My point in the article is that AIs are showing bias because there is something in the training set that is creating that bias. We are likely unwilling, for political reasons, to look for that something.
It might be simple. There are more successful purple people than green people in the training set. Most of the resumes for purple people mention they belonged to the purple people eaters club. The green people don’t ever belong to the purple people eaters club. Thus the AI discovers a correlation between members of PPE and high scoring resumes and thus chooses members of the PPE over non members creating a bias towards picking purple people
When I say that the developer doesn’t know how it works, I mean it in the sense that neither the developer nor anyone else can describe with rigor what the properties of the algorithm are.
An algorithm is a function that takes some input and produces an output. Given that computers are deterministic machines, ignoring time-dependent algorithms (which these are not, by and large), the function is deterministic: a given input produces a given output. For example, I can create an algorithm that accepts a number and produces its square root. A more precise specification would be: the square root, correctly rounded to the machine representation used.
Consider an AI image recognizer. Its input is a matrix of pixels; its output is an identification. (Perhaps a boolean, or a category code.) But what is the specification?
The key property of reliable algorithms is that you can demonstrate, with some rigor, that the implementation meets the spec. For things like square root, you can do this completely. For larger algorithms it gets a lot harder. But with AI, there is no precise spec, nor even a precise definition of the inputs, and no understanding of how the program processes inputs to produce its output other than vague religious handwaving. To pick Rob’s example, the vague spec is “if the picture is a tank, the function outputs True, else False”. But what does that mean, and even assuming you can answer that, how would you demonstrate that an AI program implements that function? It can’t be done and the methodology doesn’t even understand the notion, much less attempt to address the question.
Hmm.
.
I wonder if it correlates to culture vs skin color. Of course there is a correlation there also, but…
.
Nah. Can’t criticize culture either. Ah well.

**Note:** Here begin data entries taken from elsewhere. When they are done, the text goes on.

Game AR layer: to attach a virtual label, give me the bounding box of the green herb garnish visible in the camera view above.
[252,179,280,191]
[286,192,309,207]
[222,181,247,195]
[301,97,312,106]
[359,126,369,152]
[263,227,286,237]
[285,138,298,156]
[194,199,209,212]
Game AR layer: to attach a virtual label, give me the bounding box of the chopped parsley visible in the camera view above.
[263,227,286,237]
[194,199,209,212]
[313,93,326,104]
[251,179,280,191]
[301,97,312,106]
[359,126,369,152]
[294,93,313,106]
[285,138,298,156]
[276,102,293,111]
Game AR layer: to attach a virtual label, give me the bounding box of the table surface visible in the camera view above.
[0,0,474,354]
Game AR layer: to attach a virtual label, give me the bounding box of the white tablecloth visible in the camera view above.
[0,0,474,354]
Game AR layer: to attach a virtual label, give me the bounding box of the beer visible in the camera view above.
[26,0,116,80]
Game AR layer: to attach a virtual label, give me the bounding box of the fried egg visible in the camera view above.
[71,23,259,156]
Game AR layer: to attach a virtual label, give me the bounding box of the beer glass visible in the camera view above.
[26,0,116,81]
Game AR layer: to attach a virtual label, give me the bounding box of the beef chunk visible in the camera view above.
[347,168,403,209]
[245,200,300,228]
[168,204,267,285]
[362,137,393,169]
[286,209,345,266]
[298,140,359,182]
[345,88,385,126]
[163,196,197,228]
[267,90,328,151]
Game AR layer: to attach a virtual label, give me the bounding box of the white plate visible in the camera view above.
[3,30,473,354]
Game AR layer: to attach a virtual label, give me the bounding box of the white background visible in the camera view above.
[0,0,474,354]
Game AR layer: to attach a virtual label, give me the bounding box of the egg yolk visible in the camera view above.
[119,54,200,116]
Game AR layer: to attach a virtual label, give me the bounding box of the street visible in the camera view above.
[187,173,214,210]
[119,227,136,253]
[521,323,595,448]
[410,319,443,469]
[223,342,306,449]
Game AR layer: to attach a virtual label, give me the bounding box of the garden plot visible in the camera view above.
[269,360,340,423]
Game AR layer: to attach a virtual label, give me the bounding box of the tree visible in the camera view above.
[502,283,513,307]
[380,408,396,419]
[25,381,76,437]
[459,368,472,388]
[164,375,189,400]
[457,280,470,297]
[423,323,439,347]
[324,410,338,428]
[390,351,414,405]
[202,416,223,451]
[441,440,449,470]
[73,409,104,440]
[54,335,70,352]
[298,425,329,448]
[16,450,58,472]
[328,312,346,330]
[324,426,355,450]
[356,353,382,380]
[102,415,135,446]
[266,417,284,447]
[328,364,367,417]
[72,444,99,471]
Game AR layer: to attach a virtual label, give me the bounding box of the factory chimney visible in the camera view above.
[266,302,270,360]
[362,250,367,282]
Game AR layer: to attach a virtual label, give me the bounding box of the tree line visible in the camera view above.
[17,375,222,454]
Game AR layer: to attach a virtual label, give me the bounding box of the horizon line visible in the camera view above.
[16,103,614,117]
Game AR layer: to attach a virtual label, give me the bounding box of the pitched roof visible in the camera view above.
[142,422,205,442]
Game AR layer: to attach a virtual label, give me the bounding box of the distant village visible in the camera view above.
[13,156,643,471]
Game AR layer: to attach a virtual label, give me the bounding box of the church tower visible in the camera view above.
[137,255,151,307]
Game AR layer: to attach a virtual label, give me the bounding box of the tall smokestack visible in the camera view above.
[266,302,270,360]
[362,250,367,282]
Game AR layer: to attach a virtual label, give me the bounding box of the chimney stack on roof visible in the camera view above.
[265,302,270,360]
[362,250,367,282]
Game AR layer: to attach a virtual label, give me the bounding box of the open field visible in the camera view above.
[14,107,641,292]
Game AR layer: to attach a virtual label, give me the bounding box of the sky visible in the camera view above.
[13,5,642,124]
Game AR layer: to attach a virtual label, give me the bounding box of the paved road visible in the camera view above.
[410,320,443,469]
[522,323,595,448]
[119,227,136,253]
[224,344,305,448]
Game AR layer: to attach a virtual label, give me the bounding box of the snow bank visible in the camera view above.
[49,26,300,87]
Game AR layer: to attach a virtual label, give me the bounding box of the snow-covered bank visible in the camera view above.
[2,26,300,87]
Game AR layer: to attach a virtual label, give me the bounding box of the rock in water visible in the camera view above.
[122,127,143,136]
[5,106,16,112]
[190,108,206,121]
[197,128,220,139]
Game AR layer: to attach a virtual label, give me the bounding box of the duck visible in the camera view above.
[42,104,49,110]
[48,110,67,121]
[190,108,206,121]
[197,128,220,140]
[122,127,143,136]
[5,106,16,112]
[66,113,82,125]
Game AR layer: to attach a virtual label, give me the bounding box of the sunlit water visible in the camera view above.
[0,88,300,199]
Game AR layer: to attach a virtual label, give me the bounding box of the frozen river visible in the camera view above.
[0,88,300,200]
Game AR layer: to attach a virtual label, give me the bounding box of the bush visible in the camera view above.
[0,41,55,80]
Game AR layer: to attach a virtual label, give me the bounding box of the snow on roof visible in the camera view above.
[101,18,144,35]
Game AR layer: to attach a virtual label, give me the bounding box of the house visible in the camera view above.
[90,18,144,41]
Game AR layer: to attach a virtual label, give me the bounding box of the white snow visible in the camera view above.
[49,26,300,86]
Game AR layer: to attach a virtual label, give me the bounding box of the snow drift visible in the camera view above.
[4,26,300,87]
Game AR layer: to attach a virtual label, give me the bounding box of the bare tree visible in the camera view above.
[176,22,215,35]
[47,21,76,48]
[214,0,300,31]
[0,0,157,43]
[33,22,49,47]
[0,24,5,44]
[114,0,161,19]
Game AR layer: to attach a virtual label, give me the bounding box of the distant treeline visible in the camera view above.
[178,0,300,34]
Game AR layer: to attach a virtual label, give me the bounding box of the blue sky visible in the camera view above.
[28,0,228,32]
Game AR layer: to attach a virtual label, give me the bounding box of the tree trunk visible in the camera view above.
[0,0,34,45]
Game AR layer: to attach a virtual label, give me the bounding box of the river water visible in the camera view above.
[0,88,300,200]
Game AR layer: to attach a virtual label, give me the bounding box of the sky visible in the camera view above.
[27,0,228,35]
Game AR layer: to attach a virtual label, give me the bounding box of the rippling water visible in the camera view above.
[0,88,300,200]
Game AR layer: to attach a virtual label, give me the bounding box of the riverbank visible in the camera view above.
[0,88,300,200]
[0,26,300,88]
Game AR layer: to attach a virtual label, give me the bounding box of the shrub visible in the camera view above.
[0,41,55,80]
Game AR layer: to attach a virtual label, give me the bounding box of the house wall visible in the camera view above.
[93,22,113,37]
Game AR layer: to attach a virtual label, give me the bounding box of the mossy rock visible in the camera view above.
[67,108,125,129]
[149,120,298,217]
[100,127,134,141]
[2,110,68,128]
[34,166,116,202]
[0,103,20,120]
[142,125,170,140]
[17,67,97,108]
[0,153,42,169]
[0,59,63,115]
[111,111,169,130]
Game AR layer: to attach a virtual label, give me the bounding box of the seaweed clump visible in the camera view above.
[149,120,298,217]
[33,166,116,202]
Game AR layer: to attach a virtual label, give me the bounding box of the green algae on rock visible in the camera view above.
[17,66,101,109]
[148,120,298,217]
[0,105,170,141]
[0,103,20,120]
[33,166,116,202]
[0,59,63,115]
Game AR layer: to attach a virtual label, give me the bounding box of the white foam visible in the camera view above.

My favorite observation on AI came from a physics prof before they called it AI, I had in the late 80s. He said you could train them to recognize a dog with enough pictures to choke a mainframe (you have to be old enough to appreciate that reference) and they would still mistake a stool for a dog. A dog never makes that mistake.
.
I took my first programming class back before distributed PCs and we had to go to a computer room to work on teletype terminals. There was a limerick someone printed out on the wall that sums it up perfectly.
.
I really hate this damned machine
I wish that they would sell it.
It never does do what I want
Only what I tell it.
.
That’s just as true of AI as a BASIC program (kids, ask your parents). It only does what you tell it.
Buddy of mine always points out it is about lowering standards, not racism/equality/equity/etc…
.
This example bears that assertion out. The AI evaluating resumes has only achievements to evaluate, nothing else, and curiously the BIPOC folks did not make the cut often enough. Of course, one could conclude that BIPOC folks are not qualified or capable, but I think there are other reasons for them not making the AI cut.